Neither the pre-equalization coefficients method nor the whole-downstream signal capture method discussed above is actually a classical TDR method, where the time delay of the echo signal is measured relative to a connection point of the TDR meter. Both methods detect only the fact that reflections have occurred between the CM and the fiber node, or vice versa. Therefore, both methods require a complex analysis of data from many CMs and correlation of data with electronic maps. The above methods are definitely useful from the point of view of alerting operators of the presence of linear impairments and identifying a probable zone of locations of the mismatched device(s). However, they are less useful for pinpointing mismatches within the last tens of feet in a field search for mismatches.
Another known method and system for testing a network path while carrying operational (or service) signals is described in U.S. Pat. No. 7,271,596. This patent describes a method of passive TDR based on estimating an autocorrelation function of the full-spectrum operational signal. However, in a modern HFC television network, the capturing and processing of the full-spectrum operational signal and estimating its autocorrelation function is not a trivial task and has certain drawbacks, as discussed above and listed here:
(1) The HFC cable television downstream signal has a very wide bandwidth (e.g., 1 GHz with a probable increase to 1.7 GHz under DOCSIS 3.1). Therefore, sampling and digitally processing this signal requires expensive and high power-consuming chipsets, which make it impractical to implement a passive TRD system in a low-cost handheld unit.
(2) The HFC cable television downstream signal is not completely random and includes many CW pilots which have flat or spread autocorrelation responses. Such flat responses may mask an echo spike in the autocorrelation function. Even with infrastructure migration to all digital signals, the OFDM signal contains a number of continuous pilot subcarriers as part of the OFDM spectrum. The detection of OFDM pilot subcarriers and Fast Fourier Transform (FFT) processing of such signals requires a minimum 1 kHz resolution. This means that if the full downstream spectrum signal is captured, the number of points for the FFT process would be extremely large, like approximately 2 GHz/1 kHz=2×10^6.
(3) TDR is generally used in a section of a coaxial plant that contains only passive network devices (“passive section”), e.g., between adjacent line or trunk amplifiers. Downstream signals passing through an amplifier may already contain reflected signals which could, in an autocorrelation function, mask echo spikes of impairments located in the passive section under test and create false detections (see FIG. 10).
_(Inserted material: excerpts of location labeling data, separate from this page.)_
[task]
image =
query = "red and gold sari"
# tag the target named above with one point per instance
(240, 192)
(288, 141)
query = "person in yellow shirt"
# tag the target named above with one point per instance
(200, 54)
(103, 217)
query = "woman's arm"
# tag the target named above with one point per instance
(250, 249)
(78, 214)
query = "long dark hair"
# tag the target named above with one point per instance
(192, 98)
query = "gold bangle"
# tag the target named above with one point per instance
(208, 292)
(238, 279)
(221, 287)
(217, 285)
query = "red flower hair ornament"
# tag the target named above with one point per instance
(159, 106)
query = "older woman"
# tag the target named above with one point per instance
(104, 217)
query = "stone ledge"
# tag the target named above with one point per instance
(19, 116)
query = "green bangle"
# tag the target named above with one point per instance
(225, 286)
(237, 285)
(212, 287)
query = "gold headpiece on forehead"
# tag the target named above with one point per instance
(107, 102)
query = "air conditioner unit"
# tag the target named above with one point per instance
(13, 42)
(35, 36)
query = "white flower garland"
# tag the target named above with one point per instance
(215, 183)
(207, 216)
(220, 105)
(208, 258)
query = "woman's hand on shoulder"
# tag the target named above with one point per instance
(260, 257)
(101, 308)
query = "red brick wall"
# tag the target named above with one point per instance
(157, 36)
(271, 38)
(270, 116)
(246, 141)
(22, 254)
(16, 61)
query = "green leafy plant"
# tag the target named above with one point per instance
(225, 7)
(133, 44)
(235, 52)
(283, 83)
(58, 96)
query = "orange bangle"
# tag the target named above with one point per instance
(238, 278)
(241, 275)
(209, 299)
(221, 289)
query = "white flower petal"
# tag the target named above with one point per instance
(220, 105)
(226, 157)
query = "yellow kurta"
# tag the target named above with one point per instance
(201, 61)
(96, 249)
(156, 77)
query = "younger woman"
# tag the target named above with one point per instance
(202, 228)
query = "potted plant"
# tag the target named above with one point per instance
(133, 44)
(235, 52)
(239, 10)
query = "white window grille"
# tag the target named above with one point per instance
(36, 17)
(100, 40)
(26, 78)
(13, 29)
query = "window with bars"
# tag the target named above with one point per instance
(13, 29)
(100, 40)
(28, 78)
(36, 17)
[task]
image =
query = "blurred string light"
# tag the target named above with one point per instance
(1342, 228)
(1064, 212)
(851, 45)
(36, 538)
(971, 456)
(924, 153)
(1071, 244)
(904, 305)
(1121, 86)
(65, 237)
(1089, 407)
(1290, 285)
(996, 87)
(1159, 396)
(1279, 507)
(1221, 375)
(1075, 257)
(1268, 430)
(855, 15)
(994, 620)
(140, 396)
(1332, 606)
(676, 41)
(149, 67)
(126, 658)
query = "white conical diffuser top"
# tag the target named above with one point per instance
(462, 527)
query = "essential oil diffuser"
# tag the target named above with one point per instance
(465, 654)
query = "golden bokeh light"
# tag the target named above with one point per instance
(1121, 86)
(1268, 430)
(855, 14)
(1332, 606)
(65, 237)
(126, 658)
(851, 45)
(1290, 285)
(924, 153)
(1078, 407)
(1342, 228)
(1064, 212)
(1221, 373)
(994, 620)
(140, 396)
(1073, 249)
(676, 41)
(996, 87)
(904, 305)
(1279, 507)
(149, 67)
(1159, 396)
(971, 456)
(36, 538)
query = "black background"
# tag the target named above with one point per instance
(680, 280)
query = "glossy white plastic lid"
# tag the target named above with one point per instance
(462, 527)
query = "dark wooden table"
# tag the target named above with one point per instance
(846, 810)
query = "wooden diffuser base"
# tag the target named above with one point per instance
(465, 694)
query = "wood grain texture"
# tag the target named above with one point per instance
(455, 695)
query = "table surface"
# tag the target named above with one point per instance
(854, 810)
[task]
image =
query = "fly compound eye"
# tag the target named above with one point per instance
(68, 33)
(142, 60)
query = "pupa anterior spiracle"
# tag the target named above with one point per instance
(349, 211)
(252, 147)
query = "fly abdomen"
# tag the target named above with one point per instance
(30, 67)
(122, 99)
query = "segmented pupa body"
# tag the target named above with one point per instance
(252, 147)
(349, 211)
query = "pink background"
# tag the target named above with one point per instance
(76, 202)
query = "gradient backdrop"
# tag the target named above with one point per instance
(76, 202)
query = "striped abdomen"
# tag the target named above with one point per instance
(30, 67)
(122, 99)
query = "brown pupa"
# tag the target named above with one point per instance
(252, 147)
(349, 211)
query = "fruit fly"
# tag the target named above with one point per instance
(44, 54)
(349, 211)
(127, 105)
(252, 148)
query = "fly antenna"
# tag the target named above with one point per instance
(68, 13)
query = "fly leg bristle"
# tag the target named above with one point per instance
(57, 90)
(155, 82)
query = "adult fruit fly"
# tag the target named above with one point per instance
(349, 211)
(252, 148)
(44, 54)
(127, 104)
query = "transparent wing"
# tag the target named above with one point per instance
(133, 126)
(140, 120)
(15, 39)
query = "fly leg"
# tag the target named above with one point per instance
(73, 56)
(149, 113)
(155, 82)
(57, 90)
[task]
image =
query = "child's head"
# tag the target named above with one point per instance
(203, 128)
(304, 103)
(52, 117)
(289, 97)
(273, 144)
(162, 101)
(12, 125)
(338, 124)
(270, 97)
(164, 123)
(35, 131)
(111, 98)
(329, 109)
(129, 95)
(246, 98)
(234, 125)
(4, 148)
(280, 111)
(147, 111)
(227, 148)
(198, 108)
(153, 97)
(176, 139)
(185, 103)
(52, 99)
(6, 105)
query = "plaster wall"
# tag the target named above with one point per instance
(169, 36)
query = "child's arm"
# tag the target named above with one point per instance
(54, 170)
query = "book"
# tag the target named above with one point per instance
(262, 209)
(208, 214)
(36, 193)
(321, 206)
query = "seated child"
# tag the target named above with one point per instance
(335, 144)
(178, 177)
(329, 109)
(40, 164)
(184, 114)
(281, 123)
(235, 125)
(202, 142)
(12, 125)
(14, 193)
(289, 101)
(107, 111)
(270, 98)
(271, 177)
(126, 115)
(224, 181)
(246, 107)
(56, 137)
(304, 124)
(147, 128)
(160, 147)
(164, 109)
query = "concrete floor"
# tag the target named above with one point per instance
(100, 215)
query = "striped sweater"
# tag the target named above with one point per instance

Even random signals, which would theoretically produce Dirac autocorrelation functions, may have extra, undesired peaks and sidelobes in their autocorrelation functions after passing through branches of the HFC network with cascaded amplifiers. These extra peaks and sidelobes may interfere with desired measurements.
As a result of the above-discussed problems, it has been a challenge to attempt a low-cost, low power-consuming implementation of a passive TDR system for an HFC cable television network. Accordingly, a need exists for an innovative approach that will make it possible and practical to achieve such an implementation in a portable hand-held unit.